The net result of this week's volatility in U.S. stock markets: Not much, as the benchmark S&P 500 rose just 0.5% on the week. The narrower Dow Jones Industrial Average (^DJI 1.26%) was essentially flat, with an 0.1% gain on the week. However, the volatility does show up at the level of individual stocks: Herbalife (HLF 2.03%) performed very well; meanwhile, many high-profile growth names were trampled in what looks like a mini-flight out of stocks that have benefited from enormous momentum, including Tesla Motors (TSLA 6.24%) and Netflix (NFLX 2.08%).
Earlier this month, Herbalife disclosed that it is the object of a Federal Trade Commission investigation, which helped activist investor Bill Ackman's bet against the company (the investigation is the fruit of Ackman's lobbying efforts). This week, conversely, the stock was the second-best performer in the Russell 1000, up 12.3%, on news that Ackman's rival, legendary investor Carl Icahn, is placing three more of his representatives on Herbalife's board, for a total of five out of 13 board members. Icahn Enterprises is the nutritional supplements distributor's largest shareholder, with a 16.8% stake, and it has an agreement with the company that allows it to raise that stake up to 25%.
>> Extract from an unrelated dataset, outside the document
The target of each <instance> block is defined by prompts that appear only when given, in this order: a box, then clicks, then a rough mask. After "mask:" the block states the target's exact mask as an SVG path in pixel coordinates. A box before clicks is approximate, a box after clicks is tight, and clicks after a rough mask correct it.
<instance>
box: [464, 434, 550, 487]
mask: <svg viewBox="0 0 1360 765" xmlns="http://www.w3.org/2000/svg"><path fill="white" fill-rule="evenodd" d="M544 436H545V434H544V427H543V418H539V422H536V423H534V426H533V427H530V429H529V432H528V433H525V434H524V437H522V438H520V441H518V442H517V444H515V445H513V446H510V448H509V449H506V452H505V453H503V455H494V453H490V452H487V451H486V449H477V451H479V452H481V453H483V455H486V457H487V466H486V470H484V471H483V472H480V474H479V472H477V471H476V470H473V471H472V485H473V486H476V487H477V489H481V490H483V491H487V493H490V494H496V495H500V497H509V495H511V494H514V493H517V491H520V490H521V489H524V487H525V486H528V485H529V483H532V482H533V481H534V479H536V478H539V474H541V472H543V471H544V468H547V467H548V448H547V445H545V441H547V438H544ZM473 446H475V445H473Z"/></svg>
I will repeat what I have already written here: I strongly urge individual investors to sidestep this special situation, which is complicated and does not trade on fundamentals, but rather on news flow and sentiment. It's entertaining, it's educational, but it isn't investing.
Tesla Motors' stock performance this week (-7.2%) was well within the bottom decile of the Russell 1000. UBS initiated coverage of the stock on Wednesday, praising the automaker's "disruptive model," but warned that "investors should appreciate that the downside this early in its life is material." Shares of Tesla Motors are down by a fifth relative to the all-time high they established little more than a month ago, but that still leaves them up 41% on the year. Deutsche Bank and Wedbush Securities also published research on the company this week; however, in my opinion, the most interesting piece of research that surfaced this week is available to all on the blog of NYU Professor Aswath Damodaran, the guru of equity valuation.
In his latest blog post, Damodaran revises his valuation for Tesla upwards from $67 to $112.50. He is full of praise for the company and its leader, Elon Musk, but he simply cannot reconcile the numbers with the current stock price without making assumptions that he deems unrealistic. The post, in which Damodaran expands on the right and wrong reasons for owning the stock, is a must-read for every investor -- whether you have a position (long or short) in Tesla Motors or none at all.
With an 11.4% loss on the week -- the seventh-worst performance in the Russell 1000 -- Netflix's stock was another example of momentum in reverse among high-flying growth names. There were a couple of stories in this week's news that were unfavorable to Netflix. The first, which ran a week ago in The Wall Street Journal, has Apple and Comcast in talks to offer a rival service via an Apple set-top box; however, the article indicated that talks are not at an advanced stage and that some major points would still need to be ironed out, including who controls the relationship with the customer (and their data!).
The second, also published in the Journal, suggested that Amazon.com is planning a free, ad-supported streaming video service. Amazon has since denied it is planning it is a planning a service as described in the piece.
It's always possible to attach fundamental stories to the price action in a stock (and sometimes the association is legitimate); however, I think there may be a broader factor at work here. I don't think it's a coincidence that Tesla Motors and Netflix, as well as Facebook and Twitter -- all stocks that have experienced stratospheric run-ups in price -- were all among the worst-performing stocks last week. Instead, it looks to me like investors are letting some of the air out of these "story" stocks, a process that was looking overdue -- and which could have more to run yet.